In [None]:
import os

import great_expectations as gx

context = gx.get_context()

In [None]:
project_name = os.getenv("GCP_PROJECT_NAME")

In [None]:
# Note: To use GCS as a metadata store, set the GCS_METADATA_STORES_BUCKET_NAME environment variable to the name of your bucket.
# Alternatively, you can override the metadata_stores_bucket_name variable with the name of your bucket.
metadata_stores_bucket_name = os.getenv("GCS_METADATA_STORES_BUCKET_NAME")

In [None]:
# Set up metadata stores
if metadata_stores_bucket_name:
    expectations_store_name = "gcs_expectations_store"
    validations_store_name = "gcs_validations_store"
    context.add_store(
        expectations_store_name,
        {
            "class_name": "ExpectationsStore",
            "store_backend": {
                "class_name": "TupleGCSStoreBackend",
                "project": project_name,
                "bucket": metadata_stores_bucket_name,
                "prefix": "expectations",
            },
        },
    )
    context.add_store(
        validations_store_name,
        {
            "class_name": "ValidationsStore",
            "store_backend": {
                "class_name": "TupleGCSStoreBackend",
                "project": project_name,
                "bucket": metadata_stores_bucket_name,
                "prefix": "validations",
            },
        },
    )
    # Set these stores as the active stores
    context.expectations_store_name = expectations_store_name
    context.validations_store_name = validations_store_name
else:
    print(
        "No bucket name provided for metadata stores, reverting to local file based storage."
    )

In [None]:
# Set up data docs site
if metadata_stores_bucket_name:
    new_site_name = "gcs_site"
    new_site_config = {
        "class_name": "SiteBuilder",
        "store_backend": {
            "class_name": "TupleGCSStoreBackend",
            "project": project_name,
            "bucket": metadata_stores_bucket_name,
            "prefix": "data_docs",
        },
        "site_index_builder": {"class_name": "DefaultSiteIndexBuilder"},
    }

    context.add_data_docs_site(new_site_name, new_site_config)

else:
    print(
        "No bucket name provided for data docs site stores, reverting to local file based storage."
    )

In [None]:
# Explicitly create data docs site to use filesystem store with known file location.
# This is done to simplify hosting data docs within the containers, the default is to write to a temp directory.
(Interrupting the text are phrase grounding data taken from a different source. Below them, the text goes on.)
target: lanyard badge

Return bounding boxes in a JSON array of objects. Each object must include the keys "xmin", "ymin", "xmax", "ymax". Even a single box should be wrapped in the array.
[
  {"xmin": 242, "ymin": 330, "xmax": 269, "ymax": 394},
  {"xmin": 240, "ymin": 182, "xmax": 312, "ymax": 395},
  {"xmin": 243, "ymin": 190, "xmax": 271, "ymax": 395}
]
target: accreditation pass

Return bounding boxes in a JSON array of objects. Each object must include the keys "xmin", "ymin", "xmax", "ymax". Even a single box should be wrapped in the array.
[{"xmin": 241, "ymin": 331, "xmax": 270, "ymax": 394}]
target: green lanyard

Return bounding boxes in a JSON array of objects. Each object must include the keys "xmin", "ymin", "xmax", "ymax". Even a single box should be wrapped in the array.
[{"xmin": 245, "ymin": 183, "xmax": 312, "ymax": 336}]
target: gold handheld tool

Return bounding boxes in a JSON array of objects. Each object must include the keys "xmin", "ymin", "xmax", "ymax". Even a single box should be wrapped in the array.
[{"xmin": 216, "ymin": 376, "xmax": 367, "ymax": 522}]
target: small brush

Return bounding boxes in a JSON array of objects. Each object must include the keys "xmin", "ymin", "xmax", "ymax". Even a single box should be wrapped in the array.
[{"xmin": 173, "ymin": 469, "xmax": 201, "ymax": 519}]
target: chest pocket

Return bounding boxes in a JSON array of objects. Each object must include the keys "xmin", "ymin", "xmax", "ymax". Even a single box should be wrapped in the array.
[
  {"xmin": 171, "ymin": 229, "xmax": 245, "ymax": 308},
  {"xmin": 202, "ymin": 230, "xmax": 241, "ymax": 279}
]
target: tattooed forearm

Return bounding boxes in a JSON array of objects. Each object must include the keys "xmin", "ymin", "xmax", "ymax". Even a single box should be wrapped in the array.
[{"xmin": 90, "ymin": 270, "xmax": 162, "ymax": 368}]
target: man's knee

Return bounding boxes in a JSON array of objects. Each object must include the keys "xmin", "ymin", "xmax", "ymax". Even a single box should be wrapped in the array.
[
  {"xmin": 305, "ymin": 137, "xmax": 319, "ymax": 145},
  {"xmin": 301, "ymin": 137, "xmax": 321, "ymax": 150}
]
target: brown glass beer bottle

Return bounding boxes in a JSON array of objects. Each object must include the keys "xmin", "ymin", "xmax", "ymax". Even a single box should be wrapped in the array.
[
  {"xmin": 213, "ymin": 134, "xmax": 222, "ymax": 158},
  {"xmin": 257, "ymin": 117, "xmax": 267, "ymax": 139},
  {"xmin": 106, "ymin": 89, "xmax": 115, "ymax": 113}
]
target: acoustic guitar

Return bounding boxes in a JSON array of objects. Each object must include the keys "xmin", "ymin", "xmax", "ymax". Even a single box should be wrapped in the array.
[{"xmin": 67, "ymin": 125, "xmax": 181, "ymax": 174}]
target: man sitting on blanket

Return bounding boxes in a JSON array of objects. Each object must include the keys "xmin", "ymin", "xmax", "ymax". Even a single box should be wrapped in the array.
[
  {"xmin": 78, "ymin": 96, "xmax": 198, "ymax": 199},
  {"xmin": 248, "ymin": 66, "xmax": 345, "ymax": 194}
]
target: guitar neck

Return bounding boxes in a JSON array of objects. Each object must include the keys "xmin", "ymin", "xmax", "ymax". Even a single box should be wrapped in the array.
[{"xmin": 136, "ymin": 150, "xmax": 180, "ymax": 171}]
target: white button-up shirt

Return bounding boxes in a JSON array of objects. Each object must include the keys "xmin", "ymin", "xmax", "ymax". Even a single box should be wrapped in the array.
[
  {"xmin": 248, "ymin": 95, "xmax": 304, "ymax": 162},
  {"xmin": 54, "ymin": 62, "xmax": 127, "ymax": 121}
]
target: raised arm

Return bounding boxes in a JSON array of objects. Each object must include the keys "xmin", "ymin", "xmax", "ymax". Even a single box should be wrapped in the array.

context.add_data_docs_site(
    site_config={
        "class_name": "SiteBuilder",
        "store_backend": {
            "class_name": "TupleFilesystemStoreBackend",
            "base_directory": "/gx/gx_stores/data_docs",
        },
        "site_index_builder": {"class_name": "DefaultSiteIndexBuilder"},
    },
    site_name="local_site_for_hosting",
)

In [None]:
datasource_name = "pandas_gcs_example"
bucket_name_with_data_to_validate = "taxi_reference_data"
datasource = context.sources.add_pandas_gcs(
    name="gcs_datasource", bucket_or_name=bucket_name_with_data_to_validate
)

In [None]:
batching_regex = r"yellow_tripdata_sample_(?P<year>\d{4})-(?P<month>\d{2})\.csv"
gcs_prefix = "data/"
data_asset = datasource.add_csv_asset(
    name="csv_taxi_gcs_asset", batching_regex=batching_regex, gcs_prefix=gcs_prefix
)

In [None]:
print("data_asset.batch_request_options:", data_asset.batch_request_options)

In [None]:
batch_request = data_asset.build_batch_request(options={"month": "02"})

In [None]:
batches = data_asset.get_batch_list_from_batch_request(batch_request)
print("len(batches):", len(batches))

In [None]:
for idx, batch in enumerate(batches):
    print(f"batch.batch_spec {idx + 1}:", batch.batch_spec)

In [None]:
expectation_suite_name = "test_gcs_suite"
context.add_or_update_expectation_suite(expectation_suite_name=expectation_suite_name)

In [None]:
validator = context.get_validator(
    batch_request=batch_request,
    expectation_suite_name=expectation_suite_name,
)
validator.head()

In [None]:
print("columns:", validator.active_batch.data.dataframe.columns)

In [None]:
validator.expect_column_values_to_not_be_null("pickup_datetime")
validator.expect_column_values_to_be_between("passenger_count", auto=True)

In [None]:
validator.save_expectation_suite(discard_failed_expectations=False)

In [None]:
checkpoint = context.add_or_update_checkpoint(
    name="my_quickstart_checkpoint",
    validator=validator,
)

In [None]:
checkpoint_result = checkpoint.run()

In [None]:
checkpoint_result.success